Chicken Curry
Curry is a one pot, filling, delicious dish. This recipe is for a chicken curry that is filled with spices and topped with fresh cilantro. Feel free to use your favorite part of the chicken, whether that is the breast or the thighs. Either way you’re going to love how this recipe turns out.
This recipe makes for a great weeknight meal, an easy Sunday dinner, or an extra special lunch you can take on the go in a thermos. It comes together quick but the flavors taste slow-simmered. Serve with basmati rice, or for a low-carb option, cauliflower rice.
High-quality ingredients are what make the difference in a recipe like this. Order your spices from us at Don Juan Chiles and get to cooking up some tasty food today!
¡Provecho!
ingredients
- 1 onion, finely sliced
- 1 Don Juan Japones, minced (more if you like more heat)
- Vegetable oil (as needed)
- 1 tsp Don Juan Ground Ginger
- 3 garlic cloves, crushed or minced
- 2 heaped tbsp of Don Juan Coriander Seed, ground up
- 1 heaped tbsp Don Juan Ground Cumin
- 1 tsp Don Juan Turmeric
- 2 lbs Chicken (thighs or breast), cubed
- 1 tsp Don Juan Sea Salt
- 3 Don Juan Whole Cloves
- 1 stick Don Juan Cinnamon Stick
- 3 cardamom pods
- 1 package of cherry tomatoes, chopped
- 1 head of cauliflower, broken down into florets
- ½ bunch fresh cilantro
- ½ of a lemon, juiced
thoughts before starting
Place your cloves, cardamom and cinnamon sticks in a muslin bag for easy removal!
what you'll need to start
Large pot with a lid, sharp knife, cutting board, serving bowl, muslin bag for spices.
directions
- To start, place your pot on medium heat and add in your onion, japones, and vegetable oil. Fry these together for 2 minutes before adding in your ginger, garlic, coriander, cumin, and turmeric. Stir vigorously.
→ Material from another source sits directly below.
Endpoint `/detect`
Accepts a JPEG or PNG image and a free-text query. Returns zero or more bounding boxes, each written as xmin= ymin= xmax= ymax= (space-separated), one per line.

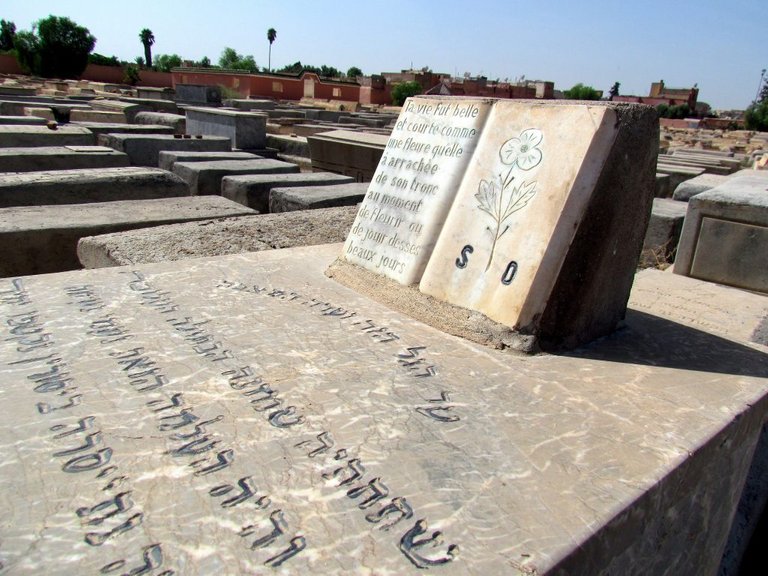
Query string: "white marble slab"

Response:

- Cook for an additional 2 minutes to allow for your spices to bloom and begin releasing their flavor. Add a splash of water every now and then to prevent sticking in the pot.
- Next, add in your chicken, sea salt, whole cloves, cinnamon stick, cardamom pods, and tomatoes. Stir and place a lid on the pot. Turn the heat to medium-high and cook for about 20 minutes.
- Finally, add in your cauliflower florets and cook for an additional 10 minutes. Adding the cauliflower in later in the cooking process will help it keep its satisfying crunch.
- After 10 minutes, turn off the heat and stir in the lemon juice and fresh coriander.
- Serve over rice in a large serving bowl, and garnish with an extra sprig of coriander. Enjoy!